How To Get Motivated In The Morning (Even When You’re Not Leaving Home)

How To Get Motivated In The Morning (Even When You’re Not Leaving Home)

Sometimes it’s easier to get motivated when you have somewhere to be. You wake up, shut off the alarm and immediately dive into your leaving-the-house-to-get-somewhere routine. But if you’re working from home, or even just looking at a weekend day with nothing planned, it’s easy to find yourself unshowered and still in your pajamas at 5pm. No judgment, that’s fine. 

But if you get into the habit of rolling out of bed and into your day without any sort of transition you may also start to feel a bit like a zombie running in a hamster wheel. A zombie hamster? 

So here are a few ideas to help break the cycle and get your day off to a productive start. 

Have Your Morning Coffee- But Try Something New

Have Your Morning Coffee- But Try Something New

You’ve gotta have your coffee right?
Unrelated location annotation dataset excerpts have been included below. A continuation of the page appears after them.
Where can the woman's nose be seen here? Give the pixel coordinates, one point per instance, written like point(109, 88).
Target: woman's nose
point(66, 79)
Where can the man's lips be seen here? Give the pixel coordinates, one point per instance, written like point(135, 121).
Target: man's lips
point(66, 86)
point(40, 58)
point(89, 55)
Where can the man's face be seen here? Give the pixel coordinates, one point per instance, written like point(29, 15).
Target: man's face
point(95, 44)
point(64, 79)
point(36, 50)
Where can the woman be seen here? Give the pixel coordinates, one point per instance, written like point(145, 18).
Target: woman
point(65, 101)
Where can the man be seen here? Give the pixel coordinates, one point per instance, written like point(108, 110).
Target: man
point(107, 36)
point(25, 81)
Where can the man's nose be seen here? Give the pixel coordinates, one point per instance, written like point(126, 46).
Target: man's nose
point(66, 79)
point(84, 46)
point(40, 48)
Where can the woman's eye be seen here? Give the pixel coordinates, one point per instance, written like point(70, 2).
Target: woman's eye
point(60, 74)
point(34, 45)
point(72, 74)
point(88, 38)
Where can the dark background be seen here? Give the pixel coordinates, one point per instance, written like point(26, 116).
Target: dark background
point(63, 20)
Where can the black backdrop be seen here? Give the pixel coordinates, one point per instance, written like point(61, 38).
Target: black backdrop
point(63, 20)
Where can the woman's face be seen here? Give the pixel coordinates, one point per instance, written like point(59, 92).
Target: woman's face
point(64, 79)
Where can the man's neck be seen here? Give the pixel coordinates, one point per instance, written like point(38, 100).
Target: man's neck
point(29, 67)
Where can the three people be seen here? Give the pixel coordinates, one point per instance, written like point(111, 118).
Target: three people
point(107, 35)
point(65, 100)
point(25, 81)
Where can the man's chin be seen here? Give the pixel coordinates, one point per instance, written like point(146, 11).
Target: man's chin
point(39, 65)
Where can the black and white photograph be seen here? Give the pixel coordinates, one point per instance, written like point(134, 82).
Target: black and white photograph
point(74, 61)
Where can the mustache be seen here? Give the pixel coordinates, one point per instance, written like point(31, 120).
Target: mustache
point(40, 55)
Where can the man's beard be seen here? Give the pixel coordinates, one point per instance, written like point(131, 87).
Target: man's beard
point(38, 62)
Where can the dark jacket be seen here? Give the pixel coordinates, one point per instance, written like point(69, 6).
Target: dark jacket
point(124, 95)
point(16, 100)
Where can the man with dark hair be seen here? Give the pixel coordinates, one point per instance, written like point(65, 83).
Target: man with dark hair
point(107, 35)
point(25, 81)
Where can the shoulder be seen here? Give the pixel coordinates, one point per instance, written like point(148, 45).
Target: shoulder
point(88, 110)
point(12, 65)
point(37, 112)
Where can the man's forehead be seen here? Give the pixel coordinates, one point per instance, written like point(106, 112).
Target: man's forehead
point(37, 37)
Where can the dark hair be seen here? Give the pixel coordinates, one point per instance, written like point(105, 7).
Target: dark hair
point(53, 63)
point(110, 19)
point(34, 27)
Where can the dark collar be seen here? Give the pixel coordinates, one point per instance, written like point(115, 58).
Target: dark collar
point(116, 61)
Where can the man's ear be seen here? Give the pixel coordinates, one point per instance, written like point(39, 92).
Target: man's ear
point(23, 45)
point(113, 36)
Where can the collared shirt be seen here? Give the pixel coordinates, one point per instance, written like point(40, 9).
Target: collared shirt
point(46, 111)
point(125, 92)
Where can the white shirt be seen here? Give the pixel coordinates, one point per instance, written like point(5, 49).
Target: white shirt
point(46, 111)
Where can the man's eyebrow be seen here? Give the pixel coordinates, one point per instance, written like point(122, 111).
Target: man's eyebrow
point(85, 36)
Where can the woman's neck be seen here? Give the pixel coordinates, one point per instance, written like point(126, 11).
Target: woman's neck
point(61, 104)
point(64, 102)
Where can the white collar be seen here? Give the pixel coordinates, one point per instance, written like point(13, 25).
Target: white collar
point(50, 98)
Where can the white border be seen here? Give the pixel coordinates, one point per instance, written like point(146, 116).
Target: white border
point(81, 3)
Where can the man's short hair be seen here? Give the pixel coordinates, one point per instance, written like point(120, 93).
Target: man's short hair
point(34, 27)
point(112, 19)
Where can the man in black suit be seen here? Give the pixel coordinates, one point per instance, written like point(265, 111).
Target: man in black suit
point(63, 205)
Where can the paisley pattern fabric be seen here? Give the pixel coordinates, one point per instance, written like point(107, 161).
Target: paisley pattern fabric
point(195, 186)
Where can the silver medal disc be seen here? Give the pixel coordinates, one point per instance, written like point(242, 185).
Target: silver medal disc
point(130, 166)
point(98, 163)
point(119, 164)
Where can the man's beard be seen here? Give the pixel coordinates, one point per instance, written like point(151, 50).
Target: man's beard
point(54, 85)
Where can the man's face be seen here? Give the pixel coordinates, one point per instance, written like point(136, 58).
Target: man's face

Of course, you do! So do we. And so do about 200 million other adults in the US. But if you’re drinking it with cream and sugar, maybe it’s time to make the switch. There are some health benefits to drinking your coffee black. It’s also the best way to become a true connoisseur of quality coffee beans. Condiments will cloud the nuanced flavors of coffee while drinking it black will help you become more acquainted with the subtle flavor differences between varieties. It will also help you cut down on calories and help you build a tortured artist image.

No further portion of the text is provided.